Una foto per una storia 3

Ecco una foto a cui sono particolarmente affezionato, il fiume rappresenta una parte importante della mia adolescenza e conservo gelosamente ricordi di esperienze vissute pescando per diletto lungo il suo corso. Vado a casa del Sor Arvaro De Rossi, 93 primavere, “l’urtimo fiumarolo trasteverino”; conosco dove abita fin da bambino, perché appendeva le nasse per le anguille ad asciugare alle finestre, è un bel sabato mattina, la figlia Irene è sotto casa e mi accompagna su.

“Buongiorno Alvaro, ho ritrovato questa foto del ’74, scattata al doposcuola, chi c’è sulla barca?”

“Semo io e mi’ fijo Goffredo, mentre recuperamo le ciriole (anguille) dai martavellini (nasse), ho cominciato a 40 anni, prima facevo er mestiere de mi’ padre, er restauratore de mobbili antichi… e c’ho quattro fiji, Goffredo, Augusta, Mara e Irene”

Irene: “è più bravo come restauratore che come pescatore”, risata generale!

“…53 anni fa feci domanda ai carabinieri, all’INPS e all’ufficio pesca de via Cavour, presi i permessi e cominciai a guadagna’ bei sordarelli, c’avevo circa trecento martavellini e li mettevo senza boette, me ricordavo do’ stavano dai segnali esterni sui murajoni de fiume, soprattutto l’anelli de metallo, che chiamavo campanelle, e da ‘e scritte”

“Infatti mi ricordo che quando venivamo a pescare dalle parti tue, da ponte Garibaldi a ponte Mazzini, cercavamo di ricordare dove li mettevi di solito per non incagliare le lenze, oppure pescavamo con la mazzangola che è senza ami e non correvamo rischi. Le ciriole le regalavamo ar Sor Nicola che le spurgava e poi se le vendeva anche lui. Ho un ricordo nitido della prima volta che lo vidi: mi aveva colpito il particolare che pescava con una canna di bambù ed al posto del mulinello aveva un barattolo di pomodori vuoto dove avvolgeva la lenza”

“Si, ‘na brava persona, abitava ar Leopardo e pescava spesso a Ponte Sisto, ma er barattolo era de schiuma da barba”

“Me fido: ubi major… Una curiosità: le mettevi le lumachine per attirare le ciriole dentro i martavelli?”

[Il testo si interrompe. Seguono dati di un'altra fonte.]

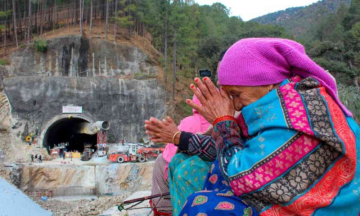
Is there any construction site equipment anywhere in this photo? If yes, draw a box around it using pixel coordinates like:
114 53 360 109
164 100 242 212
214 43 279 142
81 145 94 161
75 121 110 135
108 144 164 163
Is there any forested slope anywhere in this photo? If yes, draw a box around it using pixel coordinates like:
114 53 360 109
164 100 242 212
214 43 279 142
0 0 360 120
252 0 351 39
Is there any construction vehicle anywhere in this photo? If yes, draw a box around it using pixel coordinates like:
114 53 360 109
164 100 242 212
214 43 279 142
108 144 164 163
97 143 109 157
81 145 94 161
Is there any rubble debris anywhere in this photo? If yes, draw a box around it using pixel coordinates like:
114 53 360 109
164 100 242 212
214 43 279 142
0 178 51 216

“All’inizio si, poi però me so’ reso conto che entravano perché risalivano l’affilatura de corente e che nun servivano. A Fiume lavorava pure er Pizzarda de vicolo Bologna, che quanno era staggione metteva ‘a ruota per le lacce (cheppie: pesci anadromi che risalgono i fiumi in primavera)
Paolo Lazzari, invece, pescava co’ ‘a “bilancia a forca”, un sistema che usava ‘a rete come ‘na scavatrice sotto l’erba: dovevi esse molto esperto, perché bisognava conosce do’ stava l’erba sommersa, do’ s’annisconneveno li pesci e governa’ bene la barca pe’ annacce sotto co’ ‘a rete.

Me piaceva pure anna’ a caccia, c’avevo ‘na cagnetta che ho chiamato Sarapica perché c’aveva un carattere particolare: pensa che rubbava li tordi all’artri cacciatori e li riportava a me; ‘a madre era ‘na pointerina che m’è scappata durante er calore, è stata montata da un cane lupo e Sarapica è sortita fori co’ ‘a capoccia da pointerina e er corpo da pastore tedesco… era troppo forte!

Durante er lavoro me so’ versato tante “marchette”, ai tempi c’era ancora ‘a lira; quanno che annai ‘n pensione all’ufficio me dissero: “33 mijoni” io me girai pensanno che erano de quello de dietro, capii che ereno li mia quanno me disse: “li prende subito signor De Rossi?”

“Subito? De corsa, prima che ce ripensate!”

Starei a parlare con lui per ore, ma è ora di pranzo, a mezzoggiorno in punto si pranza, saluto la signora Silvana, 90 anni, che è in finestra e mi dice: io te potrei raccontà vita morte e miracoli de tutti quelli che so’ passati qua sotto” ” ‘nartra vorta signo’ mo’ è ora de pranzo, e Alvaro nu’ aspetta ”

Scendo le scale sempre più pervaso da quel sentimento, quel forte senso di appartenenza, che rende noi trasteverini come una grande, eterogenea e meravigliosa famiglia.